Hal positif dari kebiri kimia ini bisa membuat aktivitas seksual menjadi normal bagi pelaku pelecehan seksual jika disertai dengan psikoterapi. Karena itu, beberapa negara telah menggunakan kebiri kimia tidak sekadar sebagai hukuman semata tapi juga untuk mengendalikan hasrat seksual pelaku pelecehan seksual.

Regulasi hukuman kebiri kimia

Regulasi tentang hukuman kebiri kimia bagi predator seks ini sudah dimiliki Indonesia sejak tiga tahun lalu.
Presiden Joko Widodo telah meneken Peraturan Pemerintah Pengganti Undang-undang (Perppu) Nomor 1 Tahun 2016 tentang Perubahan Kedua atas Undang-undang Nomor 23 Tahun 2002 tentang Perlindungan Anak pada Mei 2016.

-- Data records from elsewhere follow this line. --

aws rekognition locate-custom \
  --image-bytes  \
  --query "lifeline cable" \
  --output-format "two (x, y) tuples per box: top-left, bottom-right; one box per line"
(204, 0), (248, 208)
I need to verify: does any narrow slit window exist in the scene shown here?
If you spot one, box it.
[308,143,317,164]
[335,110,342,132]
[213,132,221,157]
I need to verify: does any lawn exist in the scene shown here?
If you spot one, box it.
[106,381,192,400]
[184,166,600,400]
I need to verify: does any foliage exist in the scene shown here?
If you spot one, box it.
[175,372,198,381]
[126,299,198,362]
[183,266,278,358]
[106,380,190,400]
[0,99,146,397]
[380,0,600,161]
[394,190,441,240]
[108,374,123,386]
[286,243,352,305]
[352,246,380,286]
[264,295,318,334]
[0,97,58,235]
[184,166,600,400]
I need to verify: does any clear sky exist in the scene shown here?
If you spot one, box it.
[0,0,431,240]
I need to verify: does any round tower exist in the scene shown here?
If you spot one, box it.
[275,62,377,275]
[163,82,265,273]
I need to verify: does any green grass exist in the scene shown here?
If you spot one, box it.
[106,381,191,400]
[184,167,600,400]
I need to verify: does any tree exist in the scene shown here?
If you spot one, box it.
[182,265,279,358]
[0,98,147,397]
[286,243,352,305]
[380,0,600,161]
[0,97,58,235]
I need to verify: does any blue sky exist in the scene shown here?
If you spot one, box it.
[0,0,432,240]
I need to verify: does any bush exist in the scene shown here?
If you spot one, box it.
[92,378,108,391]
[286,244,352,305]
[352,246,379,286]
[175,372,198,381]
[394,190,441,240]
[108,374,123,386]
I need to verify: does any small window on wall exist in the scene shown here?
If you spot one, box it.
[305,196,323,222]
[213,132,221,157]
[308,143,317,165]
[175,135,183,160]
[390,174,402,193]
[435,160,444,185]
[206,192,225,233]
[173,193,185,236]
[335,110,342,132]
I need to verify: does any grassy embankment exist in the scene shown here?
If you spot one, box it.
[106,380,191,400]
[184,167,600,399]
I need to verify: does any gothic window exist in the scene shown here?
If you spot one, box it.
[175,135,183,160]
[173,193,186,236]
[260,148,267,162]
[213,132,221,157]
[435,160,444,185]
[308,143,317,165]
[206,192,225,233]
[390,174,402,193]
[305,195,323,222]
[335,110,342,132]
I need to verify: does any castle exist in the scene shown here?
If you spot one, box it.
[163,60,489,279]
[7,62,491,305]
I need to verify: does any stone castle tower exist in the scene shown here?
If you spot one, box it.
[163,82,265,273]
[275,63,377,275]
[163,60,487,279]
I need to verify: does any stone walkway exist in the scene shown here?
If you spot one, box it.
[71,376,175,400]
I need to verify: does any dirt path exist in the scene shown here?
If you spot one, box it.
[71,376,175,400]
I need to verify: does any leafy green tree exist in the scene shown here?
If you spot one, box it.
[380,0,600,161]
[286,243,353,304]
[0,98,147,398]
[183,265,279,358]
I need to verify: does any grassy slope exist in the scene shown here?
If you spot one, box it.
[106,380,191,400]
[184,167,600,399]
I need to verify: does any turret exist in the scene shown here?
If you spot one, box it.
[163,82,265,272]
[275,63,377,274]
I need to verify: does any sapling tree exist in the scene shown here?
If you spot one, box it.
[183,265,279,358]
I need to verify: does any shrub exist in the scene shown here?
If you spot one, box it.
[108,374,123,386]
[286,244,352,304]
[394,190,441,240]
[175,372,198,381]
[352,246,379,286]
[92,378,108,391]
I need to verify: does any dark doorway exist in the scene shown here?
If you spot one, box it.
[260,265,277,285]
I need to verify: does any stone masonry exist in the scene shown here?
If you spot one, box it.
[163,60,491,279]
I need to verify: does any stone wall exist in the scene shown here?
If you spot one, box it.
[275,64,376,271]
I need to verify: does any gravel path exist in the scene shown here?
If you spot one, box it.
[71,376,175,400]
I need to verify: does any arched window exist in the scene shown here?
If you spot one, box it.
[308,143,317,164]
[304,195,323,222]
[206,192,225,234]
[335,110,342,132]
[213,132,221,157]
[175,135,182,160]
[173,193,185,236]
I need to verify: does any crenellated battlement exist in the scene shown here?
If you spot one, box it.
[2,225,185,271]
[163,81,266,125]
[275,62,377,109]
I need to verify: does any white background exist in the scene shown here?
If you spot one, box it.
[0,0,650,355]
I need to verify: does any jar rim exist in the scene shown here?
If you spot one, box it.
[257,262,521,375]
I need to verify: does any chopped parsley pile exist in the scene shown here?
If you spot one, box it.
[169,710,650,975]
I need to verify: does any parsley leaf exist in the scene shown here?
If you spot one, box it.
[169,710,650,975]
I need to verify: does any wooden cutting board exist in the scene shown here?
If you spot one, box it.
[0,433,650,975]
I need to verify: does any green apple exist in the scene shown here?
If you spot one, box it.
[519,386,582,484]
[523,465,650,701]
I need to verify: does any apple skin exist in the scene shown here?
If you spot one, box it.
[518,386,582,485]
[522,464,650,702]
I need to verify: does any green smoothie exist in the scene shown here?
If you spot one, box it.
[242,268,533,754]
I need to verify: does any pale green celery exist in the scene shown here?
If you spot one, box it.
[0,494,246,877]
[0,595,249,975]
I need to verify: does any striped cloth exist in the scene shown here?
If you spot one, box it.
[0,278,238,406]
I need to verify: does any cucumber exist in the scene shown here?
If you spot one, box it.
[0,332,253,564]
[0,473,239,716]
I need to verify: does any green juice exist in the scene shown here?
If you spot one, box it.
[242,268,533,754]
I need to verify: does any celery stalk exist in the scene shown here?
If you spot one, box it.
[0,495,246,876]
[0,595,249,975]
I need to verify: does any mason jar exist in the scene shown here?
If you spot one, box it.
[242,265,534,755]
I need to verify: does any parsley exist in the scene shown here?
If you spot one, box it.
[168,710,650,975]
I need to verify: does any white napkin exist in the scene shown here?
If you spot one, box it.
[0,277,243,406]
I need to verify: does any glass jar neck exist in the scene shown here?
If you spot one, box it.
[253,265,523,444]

Setelah itu, Perppu tersebut diserahkan kepada Dewan Perwakilan Rakyat (DPR) untuk dibahas. Selanjutnya, wakil rakyat di parlemen pun mengesahkan Perppu Perlindungan Anak menjadi undang-undang (UU), di mana dalam regulasi itu diatur hukuman soal kebiri kimia dan hukuman lain yang lebih berat bagi pelaku kejahatan seksual terhadap anak, seperti hukuman mati hingga seumur hidup.